Мужик пнул по замерзшему колесу, ругнулся и пошел в его сторону.

— Брат, дай спичку, ни черта не разглядишь…

— Не курю.

— Я тоже. В Москву жмем. Третие сутки уже.

— Как же мне плохо…

— А?

А потом она вышла оттуда, куда ходила, бледная, как вареный яичный белок, легко села, но промерзшая машина все равно противно заскрипела, слабым голосом попросила отвезти домой…

Вечером спортсмен Валерка напился. Сделал он это впервые в жизни, основательно, и когда на суде спрашивали: «Объясните, почему вы его били?» — не мог вспомнить ни кого бил, ни почему. В голове бедняги настойчиво крутилось колесо оранжевой «Нивы», какой-то ребенок в санках, закутанный как куколка бабочки, бездонные Дашкины глаза, когда она садилась в машину, выйдя оттуда, и почему-то смятая банка из-под растворимого бразильского кофе. Кстати, с нее драка, кажется, и началась…

В зале суда присутствовали телевизионщики и запечатлели хулигана на пленку. Именно в этот день на местном телевидении выдалось «окно», и за неимением более интересных сюжетов камеру доверили стажеру: послали делать репортаж в городской суд…

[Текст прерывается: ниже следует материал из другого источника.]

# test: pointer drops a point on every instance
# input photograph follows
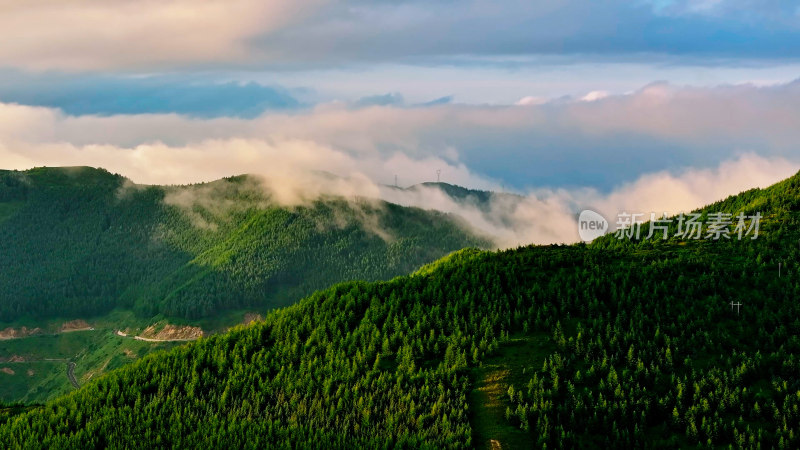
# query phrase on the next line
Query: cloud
(661, 148)
(149, 35)
(105, 95)
(562, 143)
(138, 34)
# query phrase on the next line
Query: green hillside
(80, 242)
(609, 345)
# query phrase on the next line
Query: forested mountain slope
(81, 241)
(629, 345)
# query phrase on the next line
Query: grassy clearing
(34, 369)
(513, 364)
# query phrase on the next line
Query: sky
(622, 104)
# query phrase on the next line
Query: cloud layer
(155, 35)
(662, 148)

Снятому материалу повезло необычайно. Он подпал под какую-то социально-плаксивую, тематически-страдальческую передачу в самый раз. И передаче повезло. Что-то там, в высших телевизионных кругах, пошло не так, кто-то там твердо убрал чью-то там настойчивую руку с холодным камнем, которая лезла под юбку, новое бредовое реалити-шоу перенесли на неделю «в связи с отказом ведущей озвучивать новый проект», и передача с Валеркой пошла в центральный эфир.

Совершенно естественно, но передачу про криминальную обстановку в селах и весях необъятной в эфир дали именно в тот день, час и даже минуту, когда г-н Самойленко Г.М., вице-президент СКБ-банка, путался в рукавах дубленки в коридоре своего бескрайнего лофта, жена торопливо чистила мужнины Gucci неудобной щеткой ручной сборки, а шофер весело стращал: «Как есть опоздаем, Глеб Михалыч, поторопиться бы надо!»

Глеб Михайлович торопился: опаздывать никак нельзя, французские партнеры очень расстроятся, если он не прилетит этим рейсом, а следующий самолет уже завтра, а что там будет завтра, одному богу известно, а на Ленинградке как всегда пробки.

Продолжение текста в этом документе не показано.